具体的には、大型LEDディスプレイ、デジタルサイネージシステム(AR※を含む)、FeliCaタッチクーポンシステム等、複数枚のパネルをロビーを中心とする劇場内に設置して最先端のメディア環境を整備し、これらディスプレイとシアター内のシネアドを連動させた新しいシアターメディアビジネスの検討・開発を協同で行っていきます。

ソニーの「デジタルシネマ・ソリューションサービス」は、2011年8月末時点で、10の映画興行会社と契約しており、82サイト、682スクリーンを対象にお客様にご利用頂いています。
また、国内外50社以上の映画製作会社/配給会社とサービス利用契約を締結しており、国内映画館のデジタル化を支援するサービスのトッププロバイダーとして実績を重ねてきました。
今回のサービスに含まれる、フルHDの4倍を超える885万画素の超高精細“4K”映像を投影できるデジタルシネマプロジェクターとメディアブロック(上映用サーバー)から構成される「4Kデジタルシネマ上映システム」は、業界で初めて「インテグレーテッド・プロジェクションシステム」としてDCI規格に準拠したもので、家庭では体験できない高画質4K映像のデファクトスタンダードとして全世界で幅広く受け入れられています。
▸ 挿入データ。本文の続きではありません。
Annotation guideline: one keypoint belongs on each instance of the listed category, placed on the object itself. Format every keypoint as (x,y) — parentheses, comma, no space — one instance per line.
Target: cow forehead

また、館内上映システムをネットワーク化し、上映オペレーション・コンテンツを一元管理するシアターマネジメントシステム(TMS)とセンターサーバーシステムにより、従来の人を介するオペレーションから、35mm映写機がない自動運行のフルデジタルシアターとなり、劇場運営の効率化にも大きく貢献します。
ソニーでは、システム導入後も安心して運用いただくために、充実した保守メンテナンスサービス(コールセンター、機器/システムのリモートモニタリング、定期保守等を含む)も提供しています。
さらに、ソニーは東急レクリエーションに、ソニー独自のデュアルレンズ方式の3Dシステムも導入します。
映像の高速切替をしない、L/Rを同時に投射する方式により、長時間の視聴でも疲れにくい3D上映を実現し、軽くて見やすい3Dメガネの採用で、3D作品をさらに快適に鑑賞頂ける環境を提供します。
ソニーは今後もデジタルシネマ・ソリューションサービスを国内外の映画製作会社や配給会社、興行会社に積極的に提案し、全世界の映画館のデジタル化を推進していきます。
併せて、コンテンツ、システムのデジタル化のみならず、ソニーの豊富なソリューションで映画館をより魅力的な“場”に進化させる取り組みも今後積極的に行うことで、人々のエンタテインメントの楽しみを広げるとともに、プロフェッショナルソリューション事業を強化していきます。